Academic computational drug discovery has been expanding rapidly along with the growth of publicly available data [1, 2]. One of the areas with accelerated developments is the prediction of bioactivity, specifically the prediction of ligand–protein affinity. Databases such as ChEMBL [3], PubChem BioAssays [4], PDBBind [5, 6] or BindingDB [7] provide a wealth of information on ligands, proteins, and their interaction. Others focus on toxicological endpoints but contain seldom protein–ligand interaction data such as Tox21 [8] or ToxCast [9, 10]. However, public data have a diverse quality range and are subject to experimental error [11, 12]. In contrast to large datasets like ChEMBL, there are also smaller, more focused datasets available. These typically focus on a single protein family and are obtained from a single paper such as the Klaeger clinical kinase drugs dataset [13]. Such collections contain a trove of high-quality data, but are limited in their scope and typically lack metadata and inclusion of generally applicable identifiers. Some other works have also focused on the removal of unselective hits from data of the PubChem BioAssays but resulted in a selection limited to 18 protein assays only [14] and were shown to bias models towards memorization rather than generalization [15]. Building on this last observation the LIT-PCBA was designed to filter out assay artefacts but consists of bioactivity data towards only 15 targets [16]. Recently, a dataset called MolData, addressing most of the shortcomings aforementioned and containing 103,440,515 bioactivity data points was published [17]. Nonetheless, the bioactivities were binarized hence preventing their use for regression tasks.

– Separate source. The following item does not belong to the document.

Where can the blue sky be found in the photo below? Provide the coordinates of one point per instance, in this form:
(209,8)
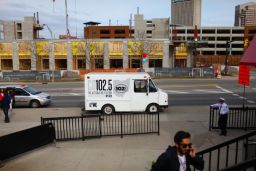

In previous work, the performance of established bioactivity prediction methods was compared to that of deep neural networks [18]. A public dataset was devised for this work, relying on ChEMBL (version 20) from which a high-quality subset was extracted and made available [19]. Though initially planned, other smaller-scale datasets could not be included due to the amount of work needed to prepare the ChEMBL dataset. In addition, the selection of high-quality data reduced the size to 2.5% of the total ChEMBL data.

The current research aims to address these issues and to produce a standardised dataset. This dataset, named Papyrus [20] (in reference to Leiden Papyrus X [21]), is created with ease-of-use and filtering in mind such that it can be used ‘out-of-the-box’. Aside from ChEMBL version 30 (ChEMBL30), data from the ExCAPE-DB [22] database were added, along with the focused Sharma et al.’s [23], Christmann-Franck et al.’s [24], Klaeger et al.’s [13] and Merget et al.’s [25] datasets. Additionally, a data quality annotation was devised for each compound-target pair, characterizing the quality of the machine learning models obtained if trained from them. Moreover, correspondences to the Protein Data Bank’s [26] three-dimensional structural data were identified to allow for easier bridging of ligand- and structure-based modelling. Furthermore, high-quality protein–ligand interactions were modelled for adenosine receptors (ARs), C–C chemokine receptors (CCRs), kinases, monoamine receptors (MRs) and solute carrier 6 transport family (SLC6). Baseline performances of machine learning quantitative structure–activity relationship (QSAR), proteochemometric (PCM) and single-task deep neural networks (DNN) models are reported to demonstrate the quality of the proposed dataset, both using a random and temporal data split. Finally, a filtered version called Papyrus++ was devised, considering only data of reproducible assays.

Material and methods

Construction of Papyrus

The Papyrus dataset was obtained by collecting and processing ChEMBL’s (version 30) 19,286,751 activity data points measured on 2,157,379 compounds and 14,855 targets, ExCAPE-DB’s 70,850,163 activity data points of 998,131 compounds measured on 1667 targets, Sharma et al.’s dataset [23] of 258,060 activity data points of 76,017 compounds measured on 8 targets, Christmann-Franck et al.’s dataset [24] of 344,788 activity data points of 2065 compounds measured on 448 targets, Klaeger et al.’s dataset [13] of 5916 activity data points of 243 compounds measured on 520 targets and Merget et al.’s dataset[25] of 260,757 activity data points of 47,774 compounds measured on 341 targets. The data was standardized and filtered after which 59,775,087 activity values associated with 1,270,570 unique two-dimensional compound structures and 6926 proteins were obtained.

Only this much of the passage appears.